News
Giphy in decline – downloads down 70%
Meta paid $315 million for the project and sold it for only $53 million.

You probably know Giphy, the GIF search engine. A few years ago, Meta, which owns Facebook, bought Giphy, which most people didn’t realize for one simple reason: Meta didn’t do anything with the product.
But the company finally decided it was time to let it go, and sold Giphy to Shutterstock this week. A new home where the project is likely to offer more value to users.
What’s interesting is the price that Meta paid and then received for Giphy – interesting because they bought high and sold low. Meta paid $315 million for the project and sold it for only $53 million. Yes, 6 times cheaper.
Given where Giphy is heading, it is possible that Giphy will disappear as a service and become part of the Shutterstock platform.

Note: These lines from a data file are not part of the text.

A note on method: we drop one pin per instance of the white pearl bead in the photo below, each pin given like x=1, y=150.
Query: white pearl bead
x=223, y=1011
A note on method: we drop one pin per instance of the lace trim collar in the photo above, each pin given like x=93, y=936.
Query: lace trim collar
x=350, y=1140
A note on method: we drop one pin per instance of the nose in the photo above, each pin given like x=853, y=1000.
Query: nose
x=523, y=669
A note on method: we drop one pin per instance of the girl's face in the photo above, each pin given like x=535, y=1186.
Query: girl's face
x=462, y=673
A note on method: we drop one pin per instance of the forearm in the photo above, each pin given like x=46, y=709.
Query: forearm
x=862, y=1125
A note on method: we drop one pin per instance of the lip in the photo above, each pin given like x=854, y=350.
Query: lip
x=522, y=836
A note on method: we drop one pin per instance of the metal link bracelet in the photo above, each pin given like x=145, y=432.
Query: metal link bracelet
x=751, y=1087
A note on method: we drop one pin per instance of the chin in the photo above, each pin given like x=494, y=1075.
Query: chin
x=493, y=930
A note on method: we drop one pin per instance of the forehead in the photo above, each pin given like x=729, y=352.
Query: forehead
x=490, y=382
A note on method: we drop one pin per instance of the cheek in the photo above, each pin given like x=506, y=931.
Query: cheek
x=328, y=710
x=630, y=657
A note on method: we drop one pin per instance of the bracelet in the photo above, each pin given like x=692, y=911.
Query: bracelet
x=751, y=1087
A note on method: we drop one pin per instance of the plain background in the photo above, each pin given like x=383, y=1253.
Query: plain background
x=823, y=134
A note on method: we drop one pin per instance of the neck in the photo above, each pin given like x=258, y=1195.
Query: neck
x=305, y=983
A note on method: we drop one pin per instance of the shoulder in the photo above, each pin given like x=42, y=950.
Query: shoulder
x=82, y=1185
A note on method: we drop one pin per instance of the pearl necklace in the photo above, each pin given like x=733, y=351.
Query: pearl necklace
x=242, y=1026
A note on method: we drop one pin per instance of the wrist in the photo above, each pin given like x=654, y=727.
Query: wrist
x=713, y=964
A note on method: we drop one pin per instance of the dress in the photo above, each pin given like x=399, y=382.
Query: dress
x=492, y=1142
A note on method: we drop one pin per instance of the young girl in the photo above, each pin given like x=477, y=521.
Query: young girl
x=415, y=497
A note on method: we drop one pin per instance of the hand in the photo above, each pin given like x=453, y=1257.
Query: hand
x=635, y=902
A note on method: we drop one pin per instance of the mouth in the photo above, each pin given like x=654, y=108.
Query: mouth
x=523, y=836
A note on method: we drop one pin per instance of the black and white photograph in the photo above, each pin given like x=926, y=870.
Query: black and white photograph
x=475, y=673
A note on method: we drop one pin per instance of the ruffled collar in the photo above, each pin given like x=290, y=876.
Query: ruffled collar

In this regard, the question arises – is Giphy used at all?
If you look at the number of downloads, the answer is disappointing. If you go back to 2021, then every week Giphy was downloaded approximately 200 thousand times. And this at a time when he was in the hands of Meta. But that 200k dropped to 180k, a few weeks later to 160k, and by the end of 2021, AppFigures estimates that Giphy was averaging about 110k downloads.
2022 hasn’t been kind to Giphy either. Within a year, weekly downloads dropped to 80,000. And things got even worse in 2023. In April, weekly downloads dropped to around 60,000. This is a 70% drop from the peak.
So the answer to the question is Giphy is being used, but the growth has completely stopped, and in another year or so it will simply disappear.
That’s why the Meta was forced to let him go, even with huge losses.
But if you think about it, Giphy is already integrated into a bunch of services, such as Slack, for example. And in this case, the next question arises – are application downloads a true indicator of decline? The answer is clear here too – absolute downloads may not matter, but the trend is definitely yes. And she shows that Giphy’s success is long gone.
So, probably, this acquisition is not so much a product acquisition as a content one. Shutterstock, a stock photography and art company, is likely looking to cement its place as the owner of its own data that can be used to train artificial intelligence. So in the long run it’s not a bad bet.
Also, look forward to the AI gif generator coming soon. It might take some of the fun out of them, but we’ll see.